Constructivisme


1. Les opinions, croyances et lumières des États ne sont pas supérieures à celle d'un individu quelconque, ces États incarnés par des gouvernements n'étant pas d'essence divine.
Pourtant autoproclamés détenteurs d'un soi-disant "intérêt général", investis de la connaissance intime des besoins des citoyens, les États ont chacun mis en place une planification organisant les travaux de la société en vue d'un objectif social affiché : Maximiser notre Bonheur National Brut.

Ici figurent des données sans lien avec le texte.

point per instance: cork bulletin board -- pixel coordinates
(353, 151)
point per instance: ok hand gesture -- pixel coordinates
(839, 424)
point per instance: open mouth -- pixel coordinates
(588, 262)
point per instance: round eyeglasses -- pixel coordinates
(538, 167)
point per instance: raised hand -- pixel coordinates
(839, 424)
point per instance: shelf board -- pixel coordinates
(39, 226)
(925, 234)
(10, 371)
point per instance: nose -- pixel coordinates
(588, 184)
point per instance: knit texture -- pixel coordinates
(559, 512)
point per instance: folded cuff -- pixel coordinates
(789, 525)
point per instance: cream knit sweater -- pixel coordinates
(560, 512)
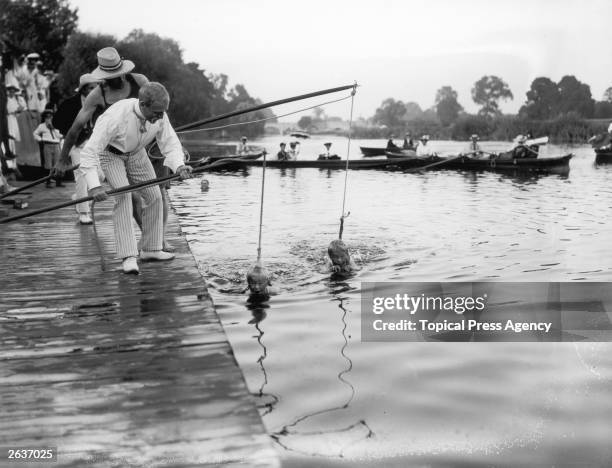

2. Dans la planification actuelle on peut tenter d'établir les objectifs à atteindre par des sondages en mettant en oeuvre une méthode mathématique : celle de la rationalisation des choix budgétaires mais le théorème d'Arrow ne nous permet pas d'affirmer que l'on puisse ainsi exprimer de véritables besoins.
Au contraire il nous révèle que cette méthode se heurte à des difficultés inhérentes à l'impossibilité de relier une accumulation de données diverses et contradictoires par une théorie cohérente.
De plus quelle est cette justification morale appelée "justice sociale" dont se prévaut l'État et qui est la raison d'être de notre planification ? Quelle est la valeur de cet utilitarisme affiché "le plus grand bien pour le plus grand nombre", tant il est vrai que la moralité n'est pas subjective ?
On ne peut comparer ou additionner les satisfactions individuelles de divers individus, par essence subjective pour obtenir un plus grand bonheur objectif. Il apparaît donc que la rationalité du plan économique est inférieure à celle que dégage le conflit des intérêts. O'Driscoll et Rizo avaient déjà conclu pareillement en affirmant "Les préférences individuelles sont par nature incommensurables et inconnaissables pour l'observateur extérieur, l'ignorance fait partie de la condition et de l'action humaine, le déséquilibre est l'état normal de l'économie, l'entrepreneur, celui qui découvre et exploite de nouvelles possibilités de satisfaire des besoins et de réaliser des profits est l'agent coordinateur actif dans les économies de marché."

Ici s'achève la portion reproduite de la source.